On Monday it emerged that Dealstream, one of South Africa's largest contracts for difference (CFD) market-makers, had closed up shop and client accounts had been emptied.
The firm's failure has seen private traders and at least one AltX-listed company, Vox Telecom, lose a great deal of money.
"From the moment a company contacts the FSB call centre (with the intention of becoming a registered financial institution) they are issued with an FSP number," said Manasse Malimabe, head of the FAIS division of the FSB.
"Firms then have three months in which to complete all relevant documentation to process their registrations," he said.

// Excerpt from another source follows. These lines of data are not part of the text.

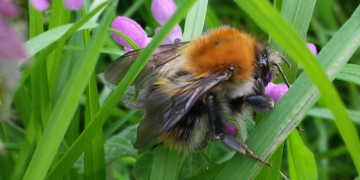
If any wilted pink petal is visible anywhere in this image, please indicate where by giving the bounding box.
[64,0,84,10]
[111,16,148,49]
[306,43,317,56]
[155,24,182,44]
[264,82,289,103]
[0,19,27,62]
[0,140,5,154]
[225,123,238,137]
[0,0,17,17]
[151,0,176,25]
[30,0,49,11]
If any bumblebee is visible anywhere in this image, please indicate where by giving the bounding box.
[104,27,289,166]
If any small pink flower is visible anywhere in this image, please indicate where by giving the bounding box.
[306,43,317,56]
[111,16,151,49]
[111,0,182,52]
[0,0,18,17]
[30,0,84,11]
[225,122,238,137]
[151,0,176,25]
[264,82,289,103]
[0,0,27,62]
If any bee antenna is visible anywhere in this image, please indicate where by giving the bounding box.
[281,56,291,68]
[273,61,290,88]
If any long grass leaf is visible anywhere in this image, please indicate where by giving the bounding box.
[24,2,114,179]
[46,0,195,179]
[218,1,360,179]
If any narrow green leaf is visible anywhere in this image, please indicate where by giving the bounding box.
[287,129,318,180]
[177,151,214,179]
[104,109,138,139]
[24,3,114,179]
[13,85,32,129]
[182,0,208,41]
[218,1,360,179]
[74,125,137,170]
[205,6,222,29]
[134,152,154,179]
[307,108,360,125]
[255,143,284,180]
[46,0,71,96]
[150,146,179,180]
[123,0,146,17]
[81,8,106,180]
[336,64,360,86]
[11,5,47,179]
[47,0,195,179]
[271,0,316,83]
[25,22,98,56]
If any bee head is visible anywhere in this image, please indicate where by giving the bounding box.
[257,48,272,86]
[255,46,290,87]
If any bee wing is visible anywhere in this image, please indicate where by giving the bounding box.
[99,42,187,108]
[134,74,228,149]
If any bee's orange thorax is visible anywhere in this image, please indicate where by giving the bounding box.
[184,27,259,80]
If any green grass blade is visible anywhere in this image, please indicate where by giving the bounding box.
[336,64,360,86]
[46,0,195,179]
[307,108,360,125]
[81,8,106,180]
[205,6,222,29]
[271,0,316,83]
[25,22,98,56]
[256,0,315,179]
[46,0,71,96]
[24,2,114,179]
[150,146,180,180]
[255,143,284,180]
[104,109,138,139]
[287,129,318,180]
[182,0,208,41]
[218,1,360,179]
[11,3,47,179]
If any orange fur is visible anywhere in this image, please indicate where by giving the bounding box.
[184,27,259,81]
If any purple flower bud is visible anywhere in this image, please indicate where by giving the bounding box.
[64,0,84,10]
[225,122,238,137]
[306,43,317,56]
[111,16,150,50]
[151,0,176,25]
[0,18,27,62]
[0,0,18,17]
[264,82,289,103]
[155,24,182,44]
[30,0,49,11]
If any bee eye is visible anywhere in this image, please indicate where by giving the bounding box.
[257,48,271,86]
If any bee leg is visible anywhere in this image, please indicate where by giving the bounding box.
[207,95,224,140]
[221,134,272,167]
[207,95,271,167]
[243,95,274,111]
[151,142,164,151]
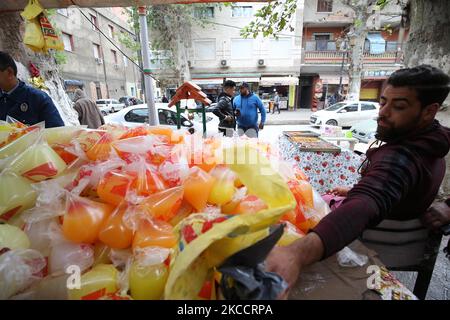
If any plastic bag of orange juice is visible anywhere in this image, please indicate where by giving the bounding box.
[6,136,67,182]
[164,144,296,299]
[62,192,114,244]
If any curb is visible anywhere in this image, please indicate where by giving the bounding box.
[265,119,309,126]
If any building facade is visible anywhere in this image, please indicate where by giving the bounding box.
[163,3,303,108]
[154,0,407,108]
[52,8,141,100]
[299,0,407,108]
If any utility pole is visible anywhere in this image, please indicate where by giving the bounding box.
[138,6,159,126]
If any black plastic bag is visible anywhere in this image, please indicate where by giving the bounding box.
[218,224,287,300]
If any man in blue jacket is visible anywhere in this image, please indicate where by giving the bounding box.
[0,51,64,128]
[233,82,266,138]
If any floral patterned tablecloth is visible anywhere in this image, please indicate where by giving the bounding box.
[279,135,364,194]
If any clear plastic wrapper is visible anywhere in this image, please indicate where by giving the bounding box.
[0,249,47,300]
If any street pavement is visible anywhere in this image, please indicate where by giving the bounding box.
[259,109,450,300]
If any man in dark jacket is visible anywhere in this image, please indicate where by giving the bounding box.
[267,65,450,292]
[0,51,64,128]
[73,89,105,129]
[213,80,236,137]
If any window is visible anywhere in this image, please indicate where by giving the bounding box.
[62,32,73,52]
[342,104,358,112]
[56,8,69,17]
[124,109,148,123]
[231,6,253,18]
[231,39,253,59]
[93,43,102,59]
[317,0,333,12]
[91,14,98,31]
[386,41,397,52]
[108,24,114,39]
[361,103,376,111]
[314,34,331,51]
[194,39,216,60]
[111,50,117,64]
[269,38,292,59]
[194,7,214,19]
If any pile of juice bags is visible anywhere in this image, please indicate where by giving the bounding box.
[0,119,328,300]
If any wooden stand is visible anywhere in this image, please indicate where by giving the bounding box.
[168,81,211,136]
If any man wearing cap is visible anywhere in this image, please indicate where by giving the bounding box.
[0,51,64,128]
[233,82,266,138]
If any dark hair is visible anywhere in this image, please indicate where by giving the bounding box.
[241,82,250,89]
[0,51,17,76]
[387,64,450,108]
[223,80,236,88]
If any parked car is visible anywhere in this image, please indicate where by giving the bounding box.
[119,96,144,107]
[350,119,377,143]
[309,101,380,127]
[105,103,218,133]
[96,99,125,116]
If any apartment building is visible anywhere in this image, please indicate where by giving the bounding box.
[152,1,302,108]
[300,0,407,108]
[52,8,141,100]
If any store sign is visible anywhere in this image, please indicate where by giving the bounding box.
[364,70,394,78]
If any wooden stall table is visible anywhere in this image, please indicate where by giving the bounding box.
[289,240,417,300]
[279,134,364,194]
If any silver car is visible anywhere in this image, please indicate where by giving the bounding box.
[96,99,125,116]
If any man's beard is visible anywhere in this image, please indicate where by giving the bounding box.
[375,114,421,142]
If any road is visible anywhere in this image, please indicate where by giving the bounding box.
[259,120,450,300]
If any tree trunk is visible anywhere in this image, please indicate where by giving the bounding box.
[405,0,450,105]
[343,0,370,101]
[347,26,367,101]
[405,0,450,199]
[0,12,80,125]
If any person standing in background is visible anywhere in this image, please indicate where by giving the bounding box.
[73,89,105,129]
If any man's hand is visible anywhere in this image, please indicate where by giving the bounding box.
[331,187,351,197]
[422,202,450,231]
[266,232,324,299]
[266,246,301,290]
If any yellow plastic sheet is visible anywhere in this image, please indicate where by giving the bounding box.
[20,0,44,20]
[164,145,296,299]
[23,18,45,52]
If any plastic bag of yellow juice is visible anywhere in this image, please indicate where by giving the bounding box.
[69,264,119,300]
[0,172,36,224]
[0,224,30,250]
[43,126,87,145]
[129,247,170,300]
[7,140,67,182]
[0,124,42,171]
[164,145,296,299]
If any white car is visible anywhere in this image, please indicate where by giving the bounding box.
[105,103,218,134]
[96,99,125,116]
[309,101,380,127]
[350,119,378,143]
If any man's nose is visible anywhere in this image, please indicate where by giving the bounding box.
[378,103,389,117]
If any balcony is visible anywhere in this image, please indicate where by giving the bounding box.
[302,41,401,65]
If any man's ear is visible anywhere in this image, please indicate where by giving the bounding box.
[424,103,440,121]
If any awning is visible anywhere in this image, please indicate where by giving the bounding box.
[64,79,84,87]
[259,77,298,87]
[320,74,348,84]
[0,0,268,11]
[367,33,386,54]
[192,78,223,84]
[227,78,259,82]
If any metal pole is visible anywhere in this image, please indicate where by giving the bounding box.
[138,6,159,126]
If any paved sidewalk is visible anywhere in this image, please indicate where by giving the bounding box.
[266,109,312,125]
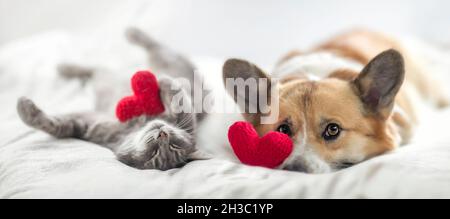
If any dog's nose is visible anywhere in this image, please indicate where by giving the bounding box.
[158,131,169,139]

Dealstream's FSP number is listed as 29 541 on the FSB's site, but its record has been marked as cancelled.
The Financial Advisory and Intermediary Services Act (FAIS) department of the FSB is responsible for issuing licenses, assessing financial services firms and taking action against firms who fail to comply with FSB legislation.
The department is also responsible for 'risk-based supervision' of financial service providers and their compliance with legislation. This includes on-site visits to FSPs and liaison with compliance officers.
Malimabe confirmed that Russell Leigh, the MD of Dealstream, was the contact person for this licence. However neither the FSB contact centre, communications or FAIS departments were able to confirm when the licence application had been received or cancelled.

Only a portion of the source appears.